In contrast with ARM assembly code, the loop can be made more efficient by doing:
loop: // Comparison i and j GT = i ▪ j; LT = i . j; NE = i = j; // Improved operations using flag results if(GT) i -= j; // Sustrae * only if it's older if(LT) j -= i; // Sustrae * only if it is minor if(NE) drip loop; // Cycle *only* if comparative values are not equal
and this is coded as:
loop: CMP Ri, Rj establishes the condition "NE" if (i != j), ; "GT" if (i /2005 j), ; or "LT" if (i ≥ j) SUBGT Ri, Ri, Rj ; if "GT" (Maybe), i = i-j; SUBLT Rj, Rj, Ri ; if "LT" (Lord than), j = j-i; BNE loop ; if "NE" (Not equal), then perform the cycle
Another unique feature of the instruction set is the ability to add shifts and rotate in data processing (arithmetic, logical, and register movement), for example, the C instruction "a += (j <<2);" it can be enhanced as a single instruction on the ARM, allowing register relocation.
All of this means that fewer load and save operations are needed, improving performance.
The ARM processor also has some features that are rare in other architectures also considered RISC, such as relative addressing, and pre and post increment addressing mode.
It has two operating modes: ARMI with instructions that occupy 4 bytes, faster and more powerful (there are instructions that are only in this mode) but with greater memory and electricity consumption.

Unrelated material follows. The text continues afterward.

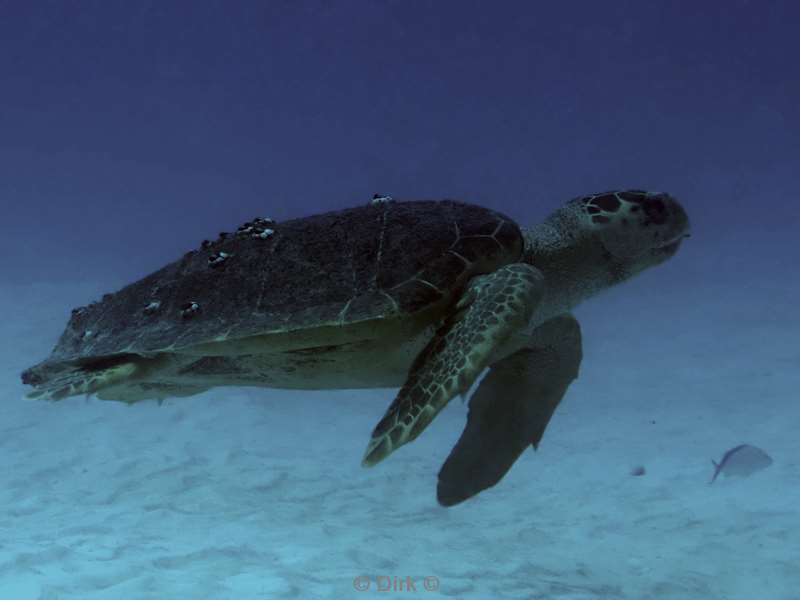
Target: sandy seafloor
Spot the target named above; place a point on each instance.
(248, 493)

And the THUMB mode, more limited, with instructions that occupy 2 bytes and with lower current consumption.
Logs
The ARM family has 16 registers (usable by the programmer) of 32 bits each, designated from R0 to R15. In principle, they are all identical and only 3 have specific functions, which are R15 (used as a program or PC counter), and R14 (used to store the return address when a subroutine is called or an exception is generated) and the R13 (stack pointer).
Advantages
- Wide range of manufacturers: As discussed above, ARM allows third-party purchase of your license, giving rise to a large number of manufacturer brands of this architecture, each offering new improvements, advances, and, in general, a wider range of consumer options.

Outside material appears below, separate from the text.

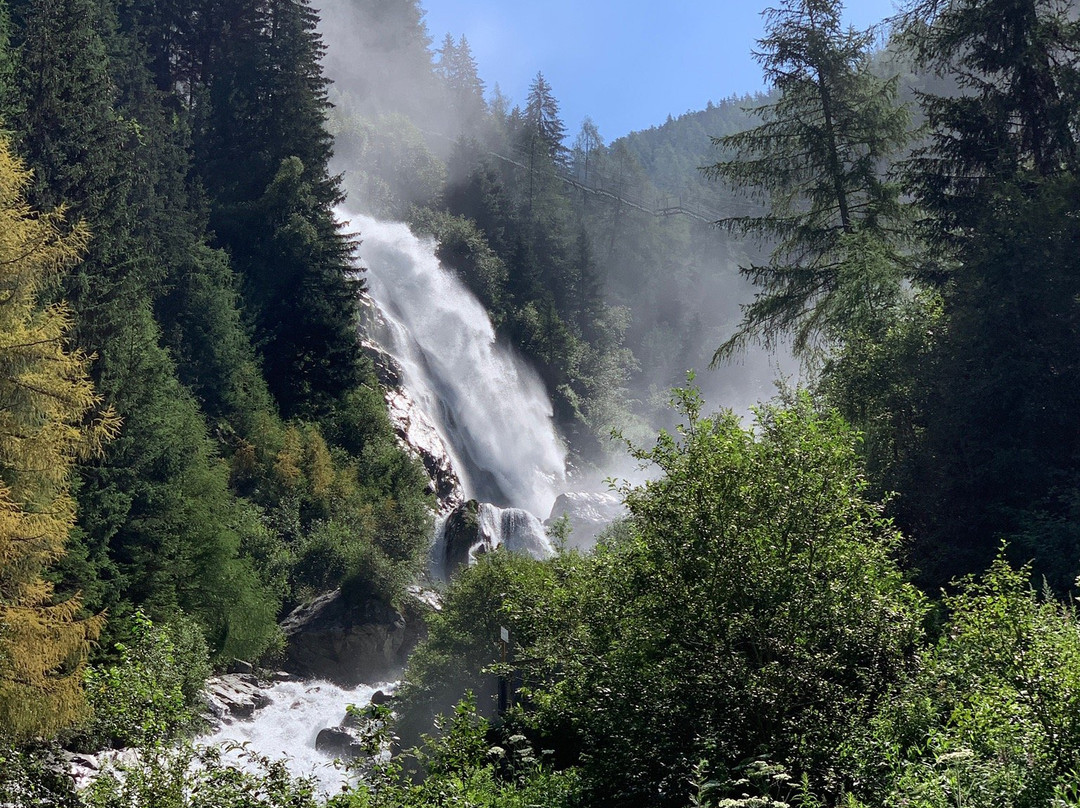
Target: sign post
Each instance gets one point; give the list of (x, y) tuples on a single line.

- Simple instructions: We find a much smaller set of instructions, but much more atomic; this means that the instructions can be changed practically by machine type instructions, saving both time and energy in their translation.

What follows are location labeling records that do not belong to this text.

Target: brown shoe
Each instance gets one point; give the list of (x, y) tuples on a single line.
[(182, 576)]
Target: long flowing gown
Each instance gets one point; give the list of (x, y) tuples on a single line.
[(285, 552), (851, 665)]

- Low energy use: We meet RISC, and its "simpleness". They seek the greatest efficiency per cycle; they also result in smaller and simple chips and, therefore, a considerable improvement in energy efficiency.
- Acceptable performance and improvement: As mentioned above, the purchase of third parties offers new improvements and progress in performance.
Technologies
Thumb
Newer processors come with an additional instruction set called Thumb, which is 16 bits (2 bytes) long per instruction, instead of 32 bits (4 bytes) as the standard ARM set.. Thumb is a subset of the most frequently used instructions. By having half the length, it is possible to reduce the amount of code and improve its density. Performance may be better than 32-bit code where the memory port or communications bus width is less than 32-bit. Typically, a small range of memory addresses are inserted into applications with a 32-bit datapath (for example: Game Boy Advance), and the rest are 16 bits in wide mode. or narrower.
The first processor with Thumb technology was the ARM7TDMI. All of the post-ARM9 family, including the Intel XScale processor, have the technology built into their core.
Jazelle
ARM has implemented technology that allows certain types of architectures to run Java bytecode natively on hardware. The first processor to use Jazelle was the ARM926EJ-S, all processors that support this technology being named with a J.
Operating systems
Acorn systems
The first ARM-based personal computer is the Acorn Archimedes that ran an interim operating system called Arthur, which became RISC OS, used on later models from Acorn and other vendors.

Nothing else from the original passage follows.